1 when to choose what. Please explain with an example. In a layman words what would be the difference between these. Please explain differences with more examples

Instructor
Posted on:

11 May 2023

0

Hey Pratap,

Thank you for reaching out!

The final lecture of this section, Summary of Combinatorics, summarizes all three concepts:

https://learn.365datascience.com/courses/probability/summary-of-combinatorics/

https://365datascience.com/q/c09ec0acb3

Kind regards,

365 Hristina

Posted on:

18 Aug 2023

1

Permutations:

Layman Explanation: Think of permutations as different "line-ups". Imagine you're lining up for a photo, and every different order of people in that line results in a different photo.

When to use: When the order of items matters.

Example: You're choosing the 1st, 2nd, and 3rd place winners from a race with 10 participants. The person who comes first is distinct from the one who comes second or third.

Using 10 runners: The number of ways to choose 1st, 2nd, and 3rd places is given by permutations of 10 items taken 3 at a time.

Variations:

Layman Explanation: This is a bit trickier. Variations are like permutations but with a twist. Imagine you have 10 books, but you're only choosing 3 to take on a trip. Each different order you can pack these books is a variation.

When to use: When you're not using all items, but the order of the ones you're using still matters.

Example: Out of 10 books on your shelf, you want to pack 3 in your bag. If the order in which you read them matters (e.g., a three-part series), then the number of ways to pack them in order is given by variations of 10 items taken 3 at a time.

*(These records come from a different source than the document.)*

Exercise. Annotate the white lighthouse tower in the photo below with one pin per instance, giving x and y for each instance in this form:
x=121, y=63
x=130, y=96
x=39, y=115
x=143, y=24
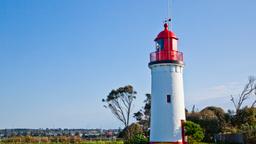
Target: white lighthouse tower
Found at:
x=167, y=105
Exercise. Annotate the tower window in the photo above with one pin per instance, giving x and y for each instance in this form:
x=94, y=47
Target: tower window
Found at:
x=168, y=97
x=159, y=45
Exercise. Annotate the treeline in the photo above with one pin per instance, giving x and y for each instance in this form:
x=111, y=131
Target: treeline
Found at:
x=55, y=140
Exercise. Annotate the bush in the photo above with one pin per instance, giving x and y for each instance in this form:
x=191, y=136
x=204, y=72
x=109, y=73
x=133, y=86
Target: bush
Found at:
x=194, y=132
x=138, y=139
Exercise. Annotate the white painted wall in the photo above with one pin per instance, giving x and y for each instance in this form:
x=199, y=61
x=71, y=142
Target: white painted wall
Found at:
x=167, y=79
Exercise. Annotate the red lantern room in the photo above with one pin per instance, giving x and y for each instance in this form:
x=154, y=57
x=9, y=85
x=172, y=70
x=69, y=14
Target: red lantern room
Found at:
x=166, y=48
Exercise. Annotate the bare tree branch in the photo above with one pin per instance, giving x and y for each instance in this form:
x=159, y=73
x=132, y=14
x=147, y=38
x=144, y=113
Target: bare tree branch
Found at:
x=248, y=90
x=120, y=101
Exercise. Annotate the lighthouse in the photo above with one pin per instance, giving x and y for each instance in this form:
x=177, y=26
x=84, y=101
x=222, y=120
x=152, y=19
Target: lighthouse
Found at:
x=167, y=105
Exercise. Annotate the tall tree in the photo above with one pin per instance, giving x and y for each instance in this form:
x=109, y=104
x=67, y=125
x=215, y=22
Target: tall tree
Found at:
x=120, y=101
x=249, y=90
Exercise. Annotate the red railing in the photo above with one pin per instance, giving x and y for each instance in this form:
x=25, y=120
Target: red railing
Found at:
x=166, y=55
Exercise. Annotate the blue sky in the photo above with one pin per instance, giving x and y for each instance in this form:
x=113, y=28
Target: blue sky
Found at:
x=59, y=58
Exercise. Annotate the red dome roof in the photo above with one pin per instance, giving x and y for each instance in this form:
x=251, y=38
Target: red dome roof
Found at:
x=166, y=33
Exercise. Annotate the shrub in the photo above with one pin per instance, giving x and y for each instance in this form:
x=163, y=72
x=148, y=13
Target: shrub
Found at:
x=194, y=132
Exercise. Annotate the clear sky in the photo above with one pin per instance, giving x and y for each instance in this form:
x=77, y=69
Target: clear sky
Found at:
x=59, y=58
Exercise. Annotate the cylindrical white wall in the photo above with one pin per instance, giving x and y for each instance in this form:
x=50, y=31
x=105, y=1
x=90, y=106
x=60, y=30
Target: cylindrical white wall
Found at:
x=167, y=79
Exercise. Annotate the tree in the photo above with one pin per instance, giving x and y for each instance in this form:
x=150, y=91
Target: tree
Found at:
x=130, y=131
x=246, y=116
x=143, y=115
x=120, y=102
x=249, y=89
x=211, y=119
x=194, y=132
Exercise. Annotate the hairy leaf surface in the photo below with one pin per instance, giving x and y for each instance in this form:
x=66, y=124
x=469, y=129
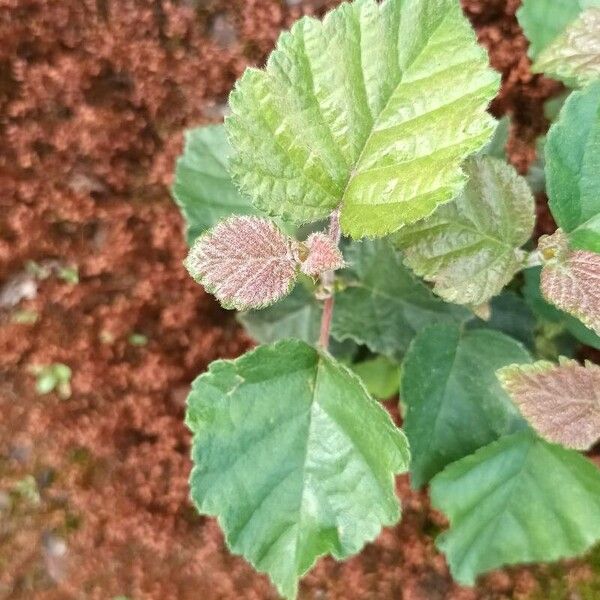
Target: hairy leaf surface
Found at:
x=203, y=187
x=323, y=255
x=574, y=56
x=293, y=457
x=454, y=402
x=246, y=262
x=373, y=109
x=543, y=20
x=572, y=166
x=384, y=304
x=561, y=401
x=571, y=280
x=548, y=312
x=469, y=247
x=520, y=499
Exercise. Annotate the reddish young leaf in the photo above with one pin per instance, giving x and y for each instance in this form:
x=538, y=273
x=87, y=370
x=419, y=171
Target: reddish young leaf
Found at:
x=323, y=255
x=246, y=262
x=571, y=279
x=562, y=402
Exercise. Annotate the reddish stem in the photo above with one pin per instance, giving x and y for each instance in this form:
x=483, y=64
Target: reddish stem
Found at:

(It's worth noting that, mathematically, permutations and variations overlap when you're choosing a subset of items in order. So, the formulas for them coincide in this scenario.)

Combinations:

Layman Explanation: Combinations are like making "groups" without caring about the order inside the group. Imagine you're making a team; it doesn't matter who joined the team first or last, just who's on the team.

When to use: When you're selecting items, and the order doesn't matter.

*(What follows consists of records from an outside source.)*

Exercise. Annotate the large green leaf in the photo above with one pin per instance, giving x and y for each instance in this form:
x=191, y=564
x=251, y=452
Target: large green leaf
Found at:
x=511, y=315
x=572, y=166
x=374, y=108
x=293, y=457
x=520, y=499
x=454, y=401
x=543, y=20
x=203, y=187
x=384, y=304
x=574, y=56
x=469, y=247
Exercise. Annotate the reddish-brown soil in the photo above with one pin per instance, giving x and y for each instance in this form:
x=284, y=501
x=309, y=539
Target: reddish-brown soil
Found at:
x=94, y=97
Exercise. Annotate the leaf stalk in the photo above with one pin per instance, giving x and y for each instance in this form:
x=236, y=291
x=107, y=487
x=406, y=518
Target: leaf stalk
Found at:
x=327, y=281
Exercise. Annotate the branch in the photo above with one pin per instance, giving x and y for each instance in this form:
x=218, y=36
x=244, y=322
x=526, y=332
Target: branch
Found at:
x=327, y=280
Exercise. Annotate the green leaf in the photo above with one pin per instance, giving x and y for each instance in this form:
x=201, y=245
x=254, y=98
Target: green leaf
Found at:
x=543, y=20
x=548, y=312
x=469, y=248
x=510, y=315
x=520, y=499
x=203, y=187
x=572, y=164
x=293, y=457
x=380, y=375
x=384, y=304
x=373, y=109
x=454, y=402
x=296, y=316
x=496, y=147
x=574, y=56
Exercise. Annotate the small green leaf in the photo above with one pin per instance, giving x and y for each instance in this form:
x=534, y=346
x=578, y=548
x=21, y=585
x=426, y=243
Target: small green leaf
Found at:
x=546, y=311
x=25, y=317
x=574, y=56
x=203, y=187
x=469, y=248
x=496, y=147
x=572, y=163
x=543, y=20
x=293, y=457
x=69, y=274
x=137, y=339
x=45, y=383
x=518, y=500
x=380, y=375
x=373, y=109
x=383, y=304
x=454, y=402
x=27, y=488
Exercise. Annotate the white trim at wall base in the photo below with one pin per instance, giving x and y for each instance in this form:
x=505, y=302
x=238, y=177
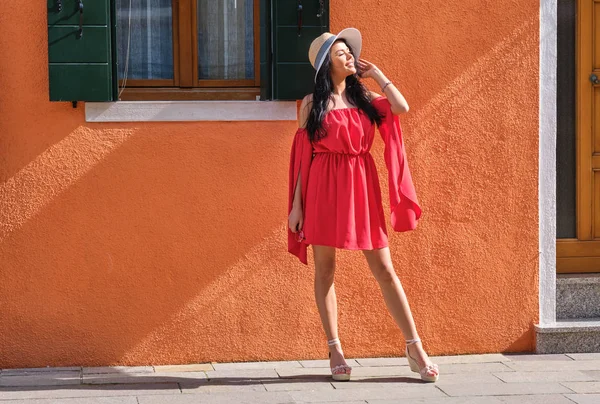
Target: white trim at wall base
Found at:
x=160, y=111
x=547, y=162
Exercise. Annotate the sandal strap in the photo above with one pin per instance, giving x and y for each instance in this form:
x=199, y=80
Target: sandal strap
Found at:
x=335, y=341
x=340, y=368
x=413, y=341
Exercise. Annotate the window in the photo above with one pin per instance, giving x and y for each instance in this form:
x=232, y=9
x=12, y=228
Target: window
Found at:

Example: Out of 10 friends, you want to invite 3 to watch a movie. It doesn't matter in which order you call them; you just want them there. The number of ways to choose your 3 friends is given by combinations of 10 items taken 3 at a time.
More Examples:

Permutations: Think about the different ways numbers can be arranged in a lottery draw. If you have a lottery where you pick 5 numbers out of 50, and the order matters, that's permutations.
Variations: Imagine picking 3 different toppings for a pizza from a list of 10. The order in which they're added could change the taste slightly (first cheese, then olives, then peppers vs. first olives, then cheese, then peppers).
Combinations: Consider making a fruit salad using 3 fruits out of 7 available. Whether you picked apples first, oranges second, and bananas third, or bananas first, apples second, and oranges third, you'd still have the same three fruits in the salad.
Remember:

Permutations = specific line-ups or orders.
Variations = specific line-ups from a subset.
Combinations = groups, without caring about the order inside.